Even when draft laws are accepted by the speaker of Parliament, however, they can languish in Parliament for years, sometimes decades, before ever getting to the stage of being debated. This law, with its agenda of cutting clientelism and reducing politicians’ influence over the judiciary, could certainly be unpopular with many MPs.
Nevertheless, George Okeis, an MP with the Lebanese Forces, says the law has the support of his bloc, on whose behalf he signed. Adwan, the LF’s deputy leader, qualifies however this support was for the “objective” of the law and its details are still subject to deliberation and change.
Okeis is also hopeful that the law will find support among newly elected MPs, who “have new ideas, a new perspective – a new understanding for the importance of having judicial independence.”
Members of civil society, moreover, believe the bill has a greater chance of getting heard now because of the commitments made during April’s CEDRE conference in order to secure pledges of over $11 billion of financial assistance to the country.
“The CEDRE reforms state that we need structural reforms, sectorial reforms and budget reforms,” says Hala Bejjani, managing director of Kulluna Irada, an NGO campaigning for stronger governance in Lebanon.
“The main things that CEDRE is asking our government to do is address corruption and put in place some good governance in the functioning of the state, and you cannot address either if you don’t have accountability, and you can’t have accountability if you don’t have a functioning judiciary,” she adds.
Bejjani says that the draft law on the judiciary had been discussed with representatives of donors, who “totally back it” being considered as part of the CEDRE reform package.
Myriam Mehanna, a legal researcher at the Legal Agenda heavily involved in the drafting of the bill, also says that CEDRE had given the issue “momentum.”
Parliament has meanwhile shown willingness to pass reformist laws, convening twice in recent months, despite the lack of a government, to pass anti-corruption bills such as a whistleblower protection law and a law designed to protect the nascent oil and gas sector from graft.
The Justice Ministry, furthermore, says it supports the idea of reform in general. “The current minister under the general instructions of the president is for an independent and strong judiciary,” a ministry spokesman says, adding that reform of the judiciary “will be one of the main projects for the next government.”
Whether or not the law is passed in the near future, its authors are happy that their draft will at least start a much-needed conversation about judicial reform: Multiple sources confirm that no other proposals or laws currently exist to carry out judicial reform.
“When you raise these issues, it’s like you are defending the cause of noncorrupted judges,” Saghieh says, adding that this law would enable “a real public debate on independence [of the judiciary].”
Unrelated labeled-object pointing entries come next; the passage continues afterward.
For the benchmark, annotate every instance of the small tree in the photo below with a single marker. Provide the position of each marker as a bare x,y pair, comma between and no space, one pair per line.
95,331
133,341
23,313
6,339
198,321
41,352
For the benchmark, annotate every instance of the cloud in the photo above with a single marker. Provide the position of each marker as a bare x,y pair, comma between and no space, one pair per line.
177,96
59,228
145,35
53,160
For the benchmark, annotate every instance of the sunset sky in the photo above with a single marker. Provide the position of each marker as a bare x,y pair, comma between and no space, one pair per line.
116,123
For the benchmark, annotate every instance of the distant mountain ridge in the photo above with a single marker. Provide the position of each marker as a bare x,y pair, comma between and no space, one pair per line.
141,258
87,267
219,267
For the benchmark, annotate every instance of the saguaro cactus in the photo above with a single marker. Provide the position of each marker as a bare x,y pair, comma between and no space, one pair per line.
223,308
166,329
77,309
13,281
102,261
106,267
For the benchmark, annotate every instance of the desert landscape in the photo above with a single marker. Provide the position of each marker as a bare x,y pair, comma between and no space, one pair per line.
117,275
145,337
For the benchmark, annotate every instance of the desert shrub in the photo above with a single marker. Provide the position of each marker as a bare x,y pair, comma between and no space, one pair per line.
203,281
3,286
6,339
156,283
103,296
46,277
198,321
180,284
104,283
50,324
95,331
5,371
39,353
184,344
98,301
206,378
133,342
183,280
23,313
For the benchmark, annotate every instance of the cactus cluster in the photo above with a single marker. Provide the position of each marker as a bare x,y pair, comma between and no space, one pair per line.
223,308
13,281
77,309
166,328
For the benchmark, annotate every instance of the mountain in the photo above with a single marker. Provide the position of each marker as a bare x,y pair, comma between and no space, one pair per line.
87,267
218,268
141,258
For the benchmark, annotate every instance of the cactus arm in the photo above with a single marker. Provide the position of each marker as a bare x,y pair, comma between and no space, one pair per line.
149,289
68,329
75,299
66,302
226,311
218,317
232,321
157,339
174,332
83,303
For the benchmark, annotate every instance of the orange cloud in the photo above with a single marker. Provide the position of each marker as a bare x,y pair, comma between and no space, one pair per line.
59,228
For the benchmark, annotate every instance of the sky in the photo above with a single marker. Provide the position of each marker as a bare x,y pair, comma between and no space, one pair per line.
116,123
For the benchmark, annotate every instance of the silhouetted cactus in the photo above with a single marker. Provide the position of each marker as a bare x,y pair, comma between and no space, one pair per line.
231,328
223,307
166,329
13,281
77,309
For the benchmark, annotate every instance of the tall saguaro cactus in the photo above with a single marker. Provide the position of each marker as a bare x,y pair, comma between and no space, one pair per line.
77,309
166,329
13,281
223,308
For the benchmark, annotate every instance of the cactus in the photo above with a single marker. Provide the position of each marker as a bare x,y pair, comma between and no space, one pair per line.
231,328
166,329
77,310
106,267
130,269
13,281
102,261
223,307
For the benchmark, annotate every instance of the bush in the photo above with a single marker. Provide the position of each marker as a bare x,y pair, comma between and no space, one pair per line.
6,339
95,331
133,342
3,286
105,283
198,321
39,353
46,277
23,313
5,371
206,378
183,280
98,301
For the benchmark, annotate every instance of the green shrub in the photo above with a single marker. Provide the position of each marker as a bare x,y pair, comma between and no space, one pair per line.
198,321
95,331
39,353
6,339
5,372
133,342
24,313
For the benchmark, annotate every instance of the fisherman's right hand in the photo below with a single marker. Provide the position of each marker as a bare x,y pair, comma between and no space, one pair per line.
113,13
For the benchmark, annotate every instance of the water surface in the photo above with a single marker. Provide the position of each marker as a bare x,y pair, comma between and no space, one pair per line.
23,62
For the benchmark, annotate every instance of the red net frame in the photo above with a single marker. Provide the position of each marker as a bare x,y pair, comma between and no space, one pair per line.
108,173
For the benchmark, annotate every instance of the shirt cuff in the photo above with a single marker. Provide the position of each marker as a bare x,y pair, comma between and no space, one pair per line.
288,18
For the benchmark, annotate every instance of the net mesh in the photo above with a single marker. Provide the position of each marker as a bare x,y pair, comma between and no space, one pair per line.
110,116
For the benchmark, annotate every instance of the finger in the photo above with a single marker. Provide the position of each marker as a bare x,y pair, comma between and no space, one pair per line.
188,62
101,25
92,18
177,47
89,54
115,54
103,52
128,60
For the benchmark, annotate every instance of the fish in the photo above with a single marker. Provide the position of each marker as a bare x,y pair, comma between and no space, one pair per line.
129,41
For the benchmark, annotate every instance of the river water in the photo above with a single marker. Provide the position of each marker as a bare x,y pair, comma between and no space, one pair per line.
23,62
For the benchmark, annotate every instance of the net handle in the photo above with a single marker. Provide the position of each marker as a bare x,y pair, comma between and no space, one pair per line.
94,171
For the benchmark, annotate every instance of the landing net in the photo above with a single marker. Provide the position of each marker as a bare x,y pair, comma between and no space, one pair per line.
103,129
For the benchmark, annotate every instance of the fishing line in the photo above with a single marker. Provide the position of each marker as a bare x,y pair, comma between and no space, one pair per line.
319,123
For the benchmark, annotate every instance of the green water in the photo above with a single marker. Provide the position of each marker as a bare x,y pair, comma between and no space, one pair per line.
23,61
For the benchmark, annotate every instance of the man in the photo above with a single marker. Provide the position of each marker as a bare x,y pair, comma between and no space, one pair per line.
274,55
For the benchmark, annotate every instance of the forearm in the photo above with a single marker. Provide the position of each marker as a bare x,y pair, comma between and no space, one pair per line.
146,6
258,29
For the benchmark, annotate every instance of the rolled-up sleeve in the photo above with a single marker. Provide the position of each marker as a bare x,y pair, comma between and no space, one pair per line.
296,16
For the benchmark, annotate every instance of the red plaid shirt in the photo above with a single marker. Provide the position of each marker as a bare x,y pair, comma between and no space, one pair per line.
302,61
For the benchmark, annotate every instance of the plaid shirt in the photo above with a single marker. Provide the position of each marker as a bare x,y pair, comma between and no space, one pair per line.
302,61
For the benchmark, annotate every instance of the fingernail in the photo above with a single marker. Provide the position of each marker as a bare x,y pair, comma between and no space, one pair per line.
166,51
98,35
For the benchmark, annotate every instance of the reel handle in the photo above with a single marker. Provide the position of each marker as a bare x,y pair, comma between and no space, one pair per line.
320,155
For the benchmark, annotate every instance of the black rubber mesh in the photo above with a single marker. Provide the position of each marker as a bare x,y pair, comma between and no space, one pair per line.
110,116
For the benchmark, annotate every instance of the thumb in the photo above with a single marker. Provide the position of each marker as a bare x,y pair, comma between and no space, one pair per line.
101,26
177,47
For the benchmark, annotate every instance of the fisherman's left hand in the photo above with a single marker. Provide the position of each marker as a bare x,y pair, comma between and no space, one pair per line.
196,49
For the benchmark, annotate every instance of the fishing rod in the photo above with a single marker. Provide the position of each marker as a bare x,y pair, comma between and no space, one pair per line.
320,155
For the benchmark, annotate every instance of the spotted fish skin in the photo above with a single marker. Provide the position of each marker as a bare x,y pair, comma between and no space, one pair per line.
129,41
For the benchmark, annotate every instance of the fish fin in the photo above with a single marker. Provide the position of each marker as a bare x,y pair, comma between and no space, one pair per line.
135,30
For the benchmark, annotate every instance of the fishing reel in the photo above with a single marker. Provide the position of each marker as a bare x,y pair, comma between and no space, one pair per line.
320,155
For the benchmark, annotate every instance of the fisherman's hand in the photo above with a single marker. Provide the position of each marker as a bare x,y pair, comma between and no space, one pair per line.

The reaction of judges to the law seems, so far, to be ambivalent.
While many welcome the help in improving their independence, they are wary of any initiative that comes from outside their own community, says Mary-Line Karam, a professor of international law at Lebanese University, speaking based on her experience in legal circles and not as a spokesperson for the judges. To preserve their independence and impartiality, she says, they would prefer to improve the judicial system by working within their own institutions.
For the Legal Agenda, however, the insularity of the judges’ community needs to be broken through.
The Higher Judicial Council is not a “union,” but a “public institution which must represent everybody,” Mehanna says.
“The judges are so isolated, so kept in an anachronic discourse.”
She hopes that the law will force judges “to think about these issues and increase awareness within the judiciary about the importance of their independence. If that happens, we are already winners.”